As part of the investigation on Ecuador, which was submitted to the Ecuadorian prosecutor’s office in October 2022, it was stated that Arias participated, along with other officials, “in an international scheme of bribery and money laundering”, in which he “accepted and “agreed to receive bribes ” by energy and asphalt marketing companies, using his official position to help the companies obtain and retain business associated with Petroecuador and thereby gain an undue advantage.
The report also says that during his tenure in Petroecuador, the accused Nilsen Arias Sandoval participated in the negotiation, management and supervision of a series of direct contracts between Petroecuador and government entities of other countries that made loans to Petroecuador guaranteed by oil. Since the contracting parties in these direct contracts were foreign governments, Petroecuador did not require a competitive bidding process to award the contract.
To further the bribery scheme and conceal the proceeds, defendant Nilsen Arias and his co-conspirators, including middlemen, caused electronic transfers of bribe payments to domestic and offshore accounts denominated in dollars and euros. Many of these electronic transfers were processed through correspondent banks in the United States.
The news about the American investigation stirred up social networks, where several media outlets and users recalled the corruption conspiracy involving Arias, who had already pleaded guilty and agreed to forfeit $13 million in bribes. Correa, who is a fugitive from Ecuadorian justice, reacted with a tweet in which he stated that “from a corrupt person like Nilsen Arias, they made up a whole narrative to blacken everyone. His “calculations” are ridiculous and they are ones that the extortionist from Villavicenci has already made. “We won’t even waste time responding to such a disgrace.”

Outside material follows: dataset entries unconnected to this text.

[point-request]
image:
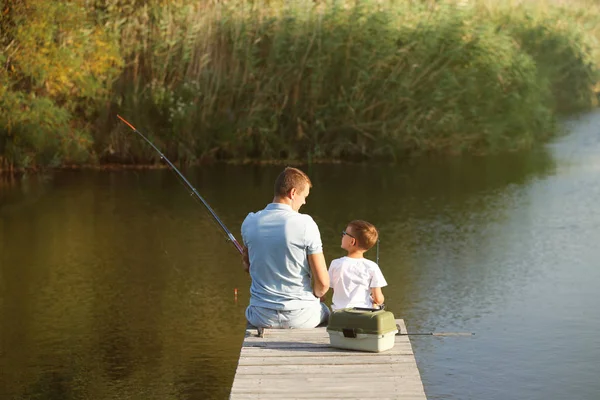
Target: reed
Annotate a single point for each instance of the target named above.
(328, 79)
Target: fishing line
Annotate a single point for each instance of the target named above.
(192, 188)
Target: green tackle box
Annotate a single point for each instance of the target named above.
(362, 329)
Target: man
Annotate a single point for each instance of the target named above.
(282, 251)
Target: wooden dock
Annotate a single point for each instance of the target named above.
(300, 364)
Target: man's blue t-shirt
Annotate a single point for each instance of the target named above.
(278, 241)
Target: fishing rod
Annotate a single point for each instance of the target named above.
(436, 334)
(194, 191)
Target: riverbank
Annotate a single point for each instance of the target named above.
(373, 80)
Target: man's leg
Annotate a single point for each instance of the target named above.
(260, 317)
(309, 317)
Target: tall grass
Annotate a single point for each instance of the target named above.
(355, 79)
(328, 79)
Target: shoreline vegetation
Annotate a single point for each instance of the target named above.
(284, 81)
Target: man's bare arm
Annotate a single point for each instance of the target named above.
(246, 259)
(318, 268)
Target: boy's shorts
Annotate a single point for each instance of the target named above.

Fernando Villavicencio, who was killed by assassins in August 2023, revealed the millions of losses caused by oil contracts with Asian companies and the role that Arias played in the implementation of these contracts that were harmful to the country.
Before the Oversight Commission, at the end of 2022, the former manager of Petroecuador and former Minister of Energy Carlos Pareja Yannuzzelli confirmed that he had sent a communication to President Rafael Correa condemning the corruption that existed in Petroecuador, but that the president at the time had taken no action. in that case. The problems reached the Prosecutor’s Office, but they were initiated by the then prosecutor Galo Čiriboga.
Meanwhile, a report by the Oversight Commission, then chaired by Villavicencio, found that Ecuador lost $4.7 billion because it supplied oil at below-market prices.
Villavicencio mentioned that together with a group of representatives, he will request that the prosecutor Diana Salazar initiate criminal proceedings against Nilsen Arias, Jorge Glas Espinel, Rafael Correa and all those connected to the corruption conspiracy with Petrochino, and that through international assistance he will demand the Arias version.